In other words, without irrational numbers, one will be left with ‘gaps’ in the line. There will be places on the line at which, if you were to point a tiny, tiny finger, there would be no corresponding number. The reason this is the case has to do, once again, with the incommensurability of the irrational numbers with the rational numbers. As we saw above, we know that no ratio of rational numbers can ever equate to an irrational number. Irrational numbers are sui generis, a different species of number. We had to invent the irrationals precisely in order to overcome the problem of measuring the hypotenuse of a right-angled isosceles triangle, which cannot be done with rationals alone. This means, however, that if we laid out the length of the hypotenuse on a number line, no number would correspond to it on the line!

 

The length of the hypotenuse (√2) falls 'in between' 1 and 2 - as well as any possible rational number.

 

Or, to put it as Bertrand Russell did: “No fraction will express exactly the length of the diagonal of a square whose side is one inch … where √2 ought to be, there is nothing”. As such, in order to render Number adequate to populating a line such that it will ‘fill it’, it is necessary to introduce the concept of the infinite. In Deleuze’s own words: “only the irrational number founds the necessity of an infinite series”. And moreover, “infinite series can exactly only be said to exist when the development cannot occur in another form”. In other words, the invention of infinity responds to the problem of densely populating the distance between any two points.

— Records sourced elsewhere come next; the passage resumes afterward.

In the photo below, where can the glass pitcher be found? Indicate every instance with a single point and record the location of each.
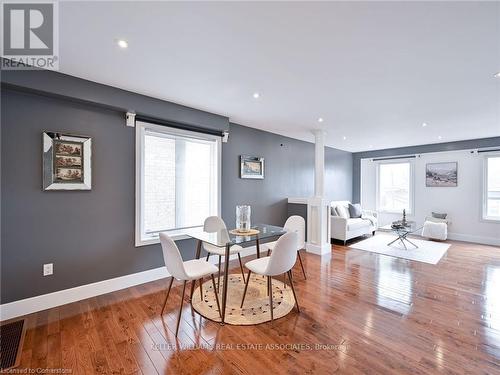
(243, 218)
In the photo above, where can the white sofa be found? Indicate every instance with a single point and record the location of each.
(344, 229)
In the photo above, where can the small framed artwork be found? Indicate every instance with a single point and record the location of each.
(251, 167)
(66, 161)
(441, 174)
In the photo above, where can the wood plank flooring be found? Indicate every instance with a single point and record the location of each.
(361, 313)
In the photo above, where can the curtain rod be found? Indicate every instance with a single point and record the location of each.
(395, 157)
(178, 125)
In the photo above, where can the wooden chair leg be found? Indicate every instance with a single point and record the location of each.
(270, 288)
(193, 284)
(241, 267)
(302, 265)
(218, 278)
(293, 290)
(216, 295)
(168, 293)
(180, 310)
(246, 286)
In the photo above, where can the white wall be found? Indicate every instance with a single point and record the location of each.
(462, 203)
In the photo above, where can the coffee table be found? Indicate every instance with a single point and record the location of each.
(402, 232)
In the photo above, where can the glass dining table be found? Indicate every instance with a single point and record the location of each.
(228, 238)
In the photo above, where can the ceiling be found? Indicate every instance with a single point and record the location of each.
(375, 72)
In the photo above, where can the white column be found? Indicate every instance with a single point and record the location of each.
(319, 163)
(318, 209)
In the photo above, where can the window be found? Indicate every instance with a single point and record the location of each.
(395, 186)
(177, 180)
(491, 194)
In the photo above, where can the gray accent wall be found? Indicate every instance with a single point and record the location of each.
(89, 235)
(437, 147)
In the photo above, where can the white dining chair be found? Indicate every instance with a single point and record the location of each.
(281, 261)
(215, 224)
(297, 224)
(190, 270)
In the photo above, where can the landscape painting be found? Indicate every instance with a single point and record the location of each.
(251, 167)
(66, 161)
(69, 174)
(441, 174)
(67, 148)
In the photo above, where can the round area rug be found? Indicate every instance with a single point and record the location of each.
(256, 307)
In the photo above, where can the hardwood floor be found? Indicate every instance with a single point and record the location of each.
(360, 313)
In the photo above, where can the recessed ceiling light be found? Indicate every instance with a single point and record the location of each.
(122, 43)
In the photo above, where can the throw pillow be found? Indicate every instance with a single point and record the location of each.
(438, 215)
(342, 211)
(355, 210)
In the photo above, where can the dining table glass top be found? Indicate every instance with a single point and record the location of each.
(224, 237)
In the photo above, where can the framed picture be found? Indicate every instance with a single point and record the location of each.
(441, 174)
(66, 161)
(251, 167)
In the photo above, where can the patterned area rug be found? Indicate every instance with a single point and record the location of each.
(256, 307)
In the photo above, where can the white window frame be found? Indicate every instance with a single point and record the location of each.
(411, 162)
(141, 128)
(484, 190)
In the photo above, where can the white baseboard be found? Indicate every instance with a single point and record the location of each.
(62, 297)
(475, 239)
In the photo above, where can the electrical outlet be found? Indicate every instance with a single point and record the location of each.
(48, 269)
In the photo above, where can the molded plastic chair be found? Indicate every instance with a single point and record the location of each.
(215, 224)
(190, 270)
(297, 224)
(281, 261)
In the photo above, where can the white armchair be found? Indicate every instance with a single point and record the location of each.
(343, 227)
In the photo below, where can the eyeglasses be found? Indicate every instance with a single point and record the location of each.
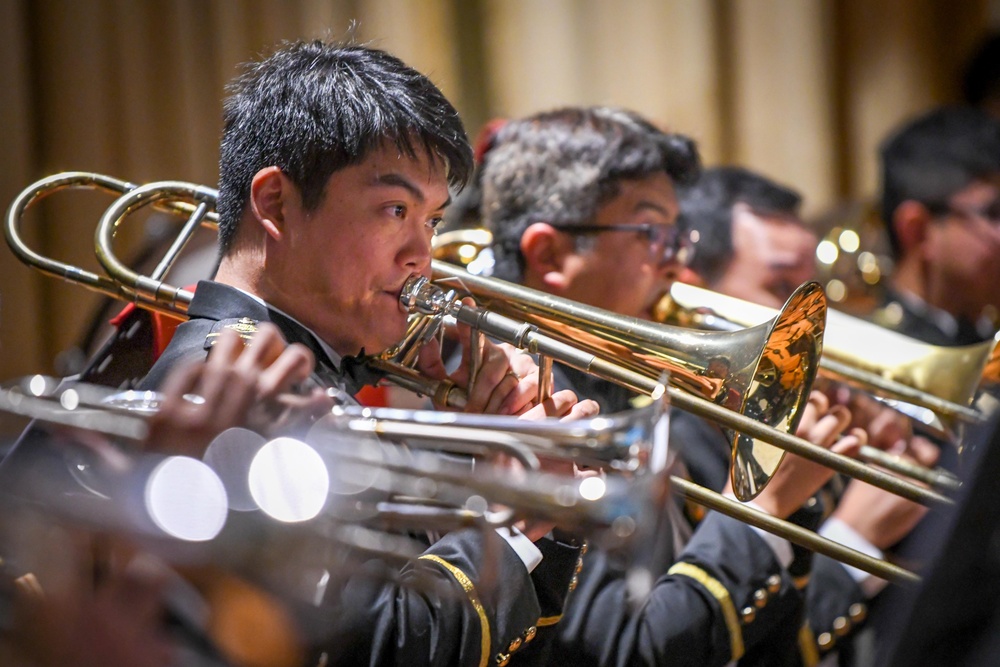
(667, 242)
(989, 212)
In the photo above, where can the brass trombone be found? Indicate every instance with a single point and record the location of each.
(616, 511)
(534, 306)
(151, 292)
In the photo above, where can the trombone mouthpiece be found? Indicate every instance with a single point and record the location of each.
(420, 296)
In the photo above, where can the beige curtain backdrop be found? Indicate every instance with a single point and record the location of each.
(802, 90)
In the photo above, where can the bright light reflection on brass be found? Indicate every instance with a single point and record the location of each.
(592, 488)
(289, 480)
(70, 399)
(186, 499)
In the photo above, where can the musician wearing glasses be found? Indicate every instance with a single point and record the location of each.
(336, 165)
(582, 204)
(753, 245)
(941, 210)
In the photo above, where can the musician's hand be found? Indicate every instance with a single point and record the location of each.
(797, 479)
(881, 517)
(233, 380)
(506, 382)
(563, 404)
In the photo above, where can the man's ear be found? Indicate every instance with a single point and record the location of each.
(545, 251)
(910, 221)
(269, 189)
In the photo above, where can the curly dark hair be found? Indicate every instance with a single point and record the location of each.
(561, 166)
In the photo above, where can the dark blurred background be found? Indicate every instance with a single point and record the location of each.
(801, 90)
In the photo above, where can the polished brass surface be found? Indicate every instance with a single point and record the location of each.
(764, 373)
(183, 198)
(883, 362)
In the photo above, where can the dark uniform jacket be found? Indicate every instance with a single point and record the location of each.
(723, 597)
(462, 608)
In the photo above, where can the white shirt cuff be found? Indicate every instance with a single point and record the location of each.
(838, 531)
(525, 549)
(781, 547)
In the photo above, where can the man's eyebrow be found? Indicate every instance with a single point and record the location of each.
(400, 181)
(646, 205)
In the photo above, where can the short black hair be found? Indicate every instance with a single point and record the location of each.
(313, 108)
(560, 166)
(707, 209)
(933, 157)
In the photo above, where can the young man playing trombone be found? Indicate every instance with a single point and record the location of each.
(582, 204)
(335, 169)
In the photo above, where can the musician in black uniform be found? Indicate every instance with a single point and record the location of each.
(335, 169)
(753, 245)
(582, 205)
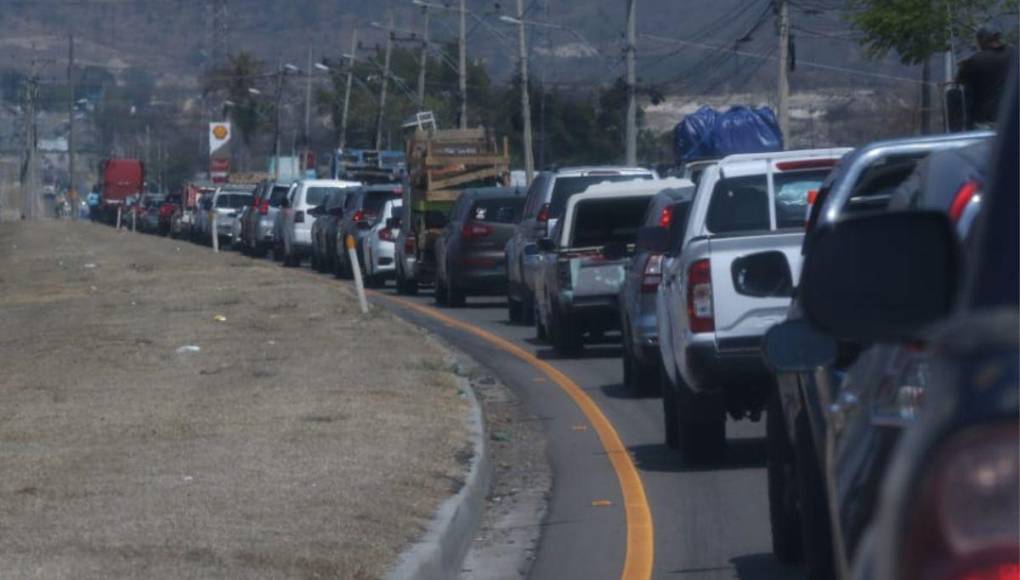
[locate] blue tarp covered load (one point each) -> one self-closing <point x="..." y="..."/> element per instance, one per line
<point x="708" y="133"/>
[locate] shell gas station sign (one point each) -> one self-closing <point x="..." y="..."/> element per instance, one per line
<point x="219" y="152"/>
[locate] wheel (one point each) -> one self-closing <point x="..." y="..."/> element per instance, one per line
<point x="514" y="310"/>
<point x="669" y="410"/>
<point x="816" y="534"/>
<point x="702" y="422"/>
<point x="784" y="517"/>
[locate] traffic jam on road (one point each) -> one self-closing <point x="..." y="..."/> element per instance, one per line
<point x="856" y="306"/>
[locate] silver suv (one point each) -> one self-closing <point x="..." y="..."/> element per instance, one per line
<point x="546" y="201"/>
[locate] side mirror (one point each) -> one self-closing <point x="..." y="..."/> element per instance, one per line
<point x="436" y="220"/>
<point x="880" y="276"/>
<point x="654" y="240"/>
<point x="765" y="274"/>
<point x="795" y="346"/>
<point x="614" y="251"/>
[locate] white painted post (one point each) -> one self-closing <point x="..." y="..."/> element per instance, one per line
<point x="215" y="230"/>
<point x="359" y="284"/>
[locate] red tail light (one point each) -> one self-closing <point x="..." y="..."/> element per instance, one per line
<point x="963" y="524"/>
<point x="700" y="310"/>
<point x="963" y="197"/>
<point x="666" y="217"/>
<point x="474" y="231"/>
<point x="652" y="275"/>
<point x="543" y="214"/>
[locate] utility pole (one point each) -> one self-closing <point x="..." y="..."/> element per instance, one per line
<point x="386" y="81"/>
<point x="631" y="134"/>
<point x="347" y="91"/>
<point x="525" y="104"/>
<point x="462" y="64"/>
<point x="783" y="69"/>
<point x="424" y="61"/>
<point x="71" y="191"/>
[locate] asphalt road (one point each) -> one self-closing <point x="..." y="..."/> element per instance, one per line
<point x="708" y="522"/>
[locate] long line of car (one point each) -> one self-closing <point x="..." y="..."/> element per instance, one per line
<point x="767" y="285"/>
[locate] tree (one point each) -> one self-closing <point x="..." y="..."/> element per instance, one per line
<point x="918" y="29"/>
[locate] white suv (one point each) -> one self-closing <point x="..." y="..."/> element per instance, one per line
<point x="295" y="240"/>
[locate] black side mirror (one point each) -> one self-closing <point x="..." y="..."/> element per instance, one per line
<point x="614" y="251"/>
<point x="654" y="240"/>
<point x="795" y="347"/>
<point x="880" y="276"/>
<point x="765" y="274"/>
<point x="436" y="220"/>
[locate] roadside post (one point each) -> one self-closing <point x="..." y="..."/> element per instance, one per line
<point x="359" y="284"/>
<point x="214" y="229"/>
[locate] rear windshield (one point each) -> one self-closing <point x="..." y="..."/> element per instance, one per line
<point x="233" y="201"/>
<point x="792" y="196"/>
<point x="598" y="222"/>
<point x="568" y="186"/>
<point x="506" y="210"/>
<point x="374" y="201"/>
<point x="315" y="196"/>
<point x="278" y="195"/>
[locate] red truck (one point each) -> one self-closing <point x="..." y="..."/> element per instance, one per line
<point x="120" y="178"/>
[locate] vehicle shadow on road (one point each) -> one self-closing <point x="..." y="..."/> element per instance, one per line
<point x="741" y="454"/>
<point x="755" y="566"/>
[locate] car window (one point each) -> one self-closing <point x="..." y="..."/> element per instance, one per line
<point x="792" y="196"/>
<point x="316" y="195"/>
<point x="500" y="210"/>
<point x="568" y="186"/>
<point x="598" y="222"/>
<point x="740" y="204"/>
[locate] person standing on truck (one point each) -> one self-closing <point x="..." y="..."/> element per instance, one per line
<point x="984" y="76"/>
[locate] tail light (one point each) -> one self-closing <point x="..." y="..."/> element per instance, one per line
<point x="652" y="275"/>
<point x="962" y="199"/>
<point x="700" y="311"/>
<point x="964" y="523"/>
<point x="471" y="231"/>
<point x="666" y="217"/>
<point x="543" y="214"/>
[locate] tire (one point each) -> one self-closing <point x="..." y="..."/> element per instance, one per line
<point x="816" y="533"/>
<point x="702" y="423"/>
<point x="784" y="516"/>
<point x="669" y="410"/>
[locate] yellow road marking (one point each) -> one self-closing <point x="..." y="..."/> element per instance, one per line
<point x="641" y="545"/>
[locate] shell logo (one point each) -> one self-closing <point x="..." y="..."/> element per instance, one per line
<point x="219" y="132"/>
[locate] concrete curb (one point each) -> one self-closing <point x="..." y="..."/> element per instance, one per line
<point x="440" y="554"/>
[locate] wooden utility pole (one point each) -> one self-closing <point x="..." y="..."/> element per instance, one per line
<point x="347" y="91"/>
<point x="71" y="190"/>
<point x="424" y="61"/>
<point x="386" y="82"/>
<point x="462" y="64"/>
<point x="783" y="97"/>
<point x="525" y="103"/>
<point x="631" y="132"/>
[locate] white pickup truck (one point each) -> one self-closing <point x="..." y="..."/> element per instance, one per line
<point x="714" y="304"/>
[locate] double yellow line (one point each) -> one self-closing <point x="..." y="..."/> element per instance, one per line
<point x="641" y="538"/>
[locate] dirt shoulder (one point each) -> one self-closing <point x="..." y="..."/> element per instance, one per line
<point x="303" y="439"/>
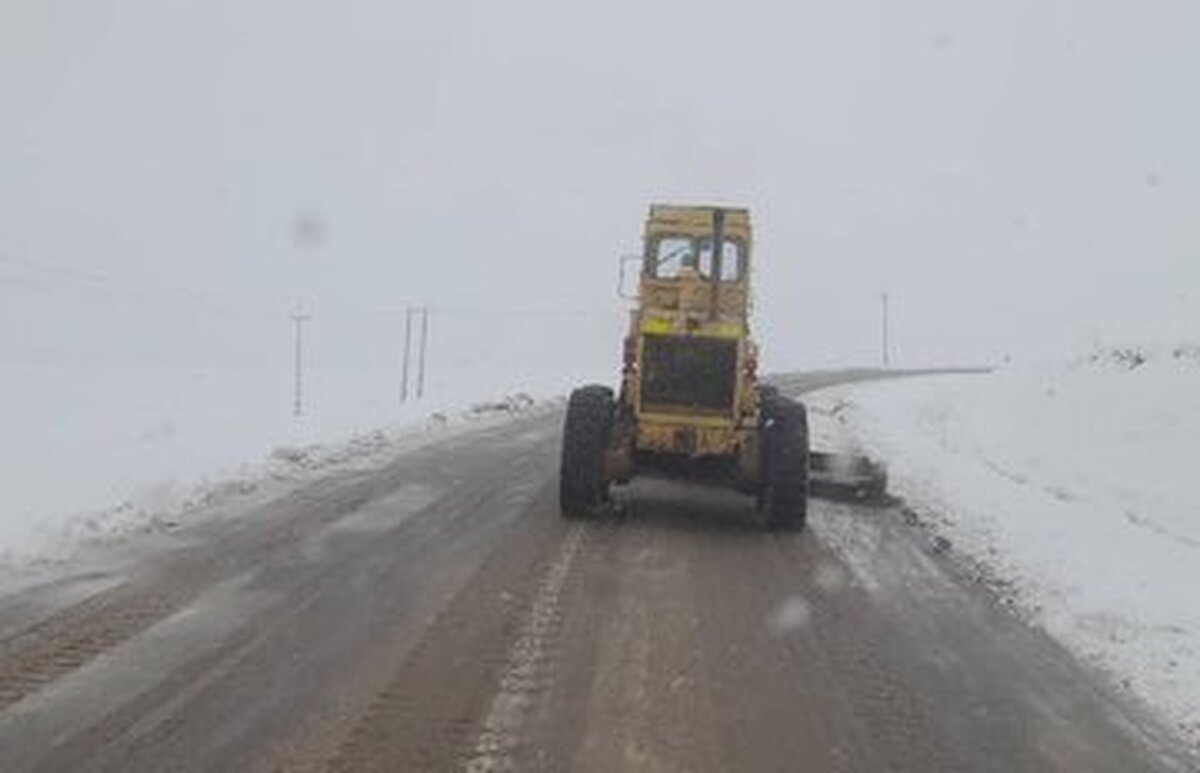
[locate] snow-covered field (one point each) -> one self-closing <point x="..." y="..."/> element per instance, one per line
<point x="1069" y="486"/>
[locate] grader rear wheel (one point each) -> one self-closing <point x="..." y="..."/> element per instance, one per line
<point x="785" y="462"/>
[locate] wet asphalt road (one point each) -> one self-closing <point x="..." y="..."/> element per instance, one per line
<point x="437" y="613"/>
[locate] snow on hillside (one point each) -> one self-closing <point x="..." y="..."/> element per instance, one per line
<point x="91" y="453"/>
<point x="1073" y="487"/>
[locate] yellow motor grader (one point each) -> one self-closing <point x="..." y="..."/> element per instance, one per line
<point x="690" y="403"/>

In order to properly understand this sense of ‘necessity’, it is useful to contrast this against what Deleuze calls the mere ‘possibility’ of formulating a concept of infinity. For most people, the concept of infinity is simply something ‘very large’, or that ‘goes on forever’. If we add, for instance, 1 + 2 + 3 … one might think this would be enough to furnish us with a concept of infinity. However, Deleuze, following Leibniz, distinguishes between what is merely an ‘indefinite sequence’ from an ‘infinite sequence’. And from this he notes that while there is always the possibility of forming an infinite sequence with rational numbers, it is only the introduction of irrationals that makes infinity something that “cannot be developed otherwise”. Infinity is a necessary response to the problem of the irrationals. The infinity that corresponds to the mere possibility of introducing it, is, on the other hand, a ‘false infinite’, or ‘bad infinite’, to use Hegel’s famous term.

§3.1: Unconcluding Non-Scientific Mid-Script

This is only part I of a two-part post, but, by way of anticipation, I'll simply note the the next part of this will deal with infinitesimals, infinity (again, but this time we'll solve Zeno's paradoxes!), as well as zero and negative numbers.

For now, we can stop half-way by way by asking how all of the above might deal with the age-old question: is math invented or discovered? Well, first, this isn't about Deleuze's philosophy of math per se: this is about his philosophy of number. And math, for Deleuze, is broader than number. There's more to say about this, but not here. Nonetheless, the philosophy of number offers a window into the philosophy of math. And, if Deleuze's understanding of number is correct, this question - invention or discovery? - is misplaced. Or rather, this question papers over another, more subject-appropriate one: is math necessary or arbitrary? For Deleuze, for answer lies with necessity: but a necessity that calls for creation, invention, in a way that cannot be otherwise. Number, like everything else in Deleuze's philosophy, responds to the "claws of absolute necessity" (DR 139), which result from the encounters to which it is subject.